In June 2011, US headline retail sales rose by a mere 0.1%m/m. The market was expecting a fall of 0.1%m/m. The previous month’s decline was revised from an initial -0.2%m/m to -0.1%m/m.
On an annual basis, US retail sales are up a very respectable 8.1%y/y (in nominal terms), although this is down from 9.1%y/y in February and flattered by the 23.6%y/y increase in gasoline sales.
It is important to note that all the retail sales data is measured in nominal terms.
If motor sales are excluded, retail sales were unchanged in the month (in-line with expectations, but slower than the previous month’s growth of 0.2%m/m).
In addition, if vehicle and gasoline sales are excluded (i.e. core retail sales), retail spending was up 0.2%m/m, below expectations for a rise of 0.4%m/m (see chart attached on core retail activity). On an annual basis, core retail spending recorded a growth rate of 5.7%y/y down from 6.0%y/y in May.

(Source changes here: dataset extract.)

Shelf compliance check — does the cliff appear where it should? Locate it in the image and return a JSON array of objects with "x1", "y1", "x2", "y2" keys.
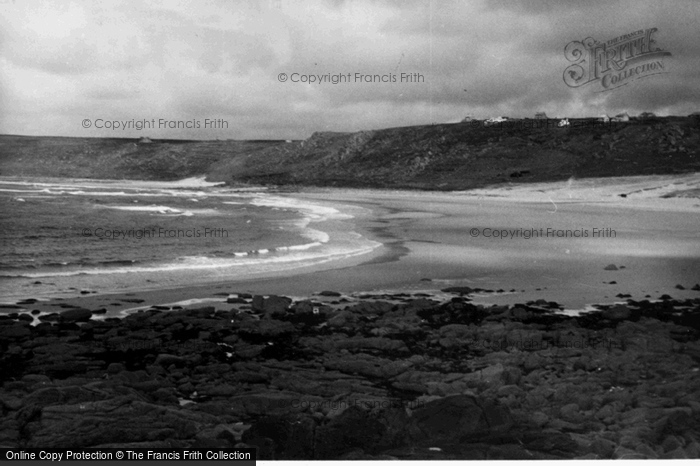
[{"x1": 0, "y1": 117, "x2": 700, "y2": 190}]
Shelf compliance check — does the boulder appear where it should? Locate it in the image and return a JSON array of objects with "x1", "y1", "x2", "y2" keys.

As we mentioned in each of the past two months, it is fascinating to see the continued strong rise in ‘nonstore retailing’ which includes electronic on-line shopping. Nonstore sales rose by a further 0.3%m/m in June and are up 12.3%y/y over the past year. (We provided a detailed analysis of US nonstore retailing last month).
Overall, the US household sector is in a better financial shape now than a year-ago (lower debt/income ratio, lower debt servicing costs, improved savings etc), and consumer income has recorded a meaningful improvement since the Great Recession. However, there is clear evidence that the momentum in the rate of growth of consumer activity has slowed recently – hence the phrase a ‘soft patch' (including vehicle sales – see chart attached). The higher gasoline and food prices are also clearly a concern (although prices have fortunately moderated a little), as is the recent fall-off in consumer confidence and worse than expected jobs data for May and June.
However, this ‘soft-patch’ in consumer activity is not especially alarming, considering that while employment growth has slowed, it has not turned. Equally consumer credit continues to move higher in a controlled manner and savings rates have not jumped noticeably higher. We expect US consumer activity to record a steady but somewhat below average rate of improvement in H2 2011, with the growth in employment dictating the overall pace and vibrancy of consumer spending.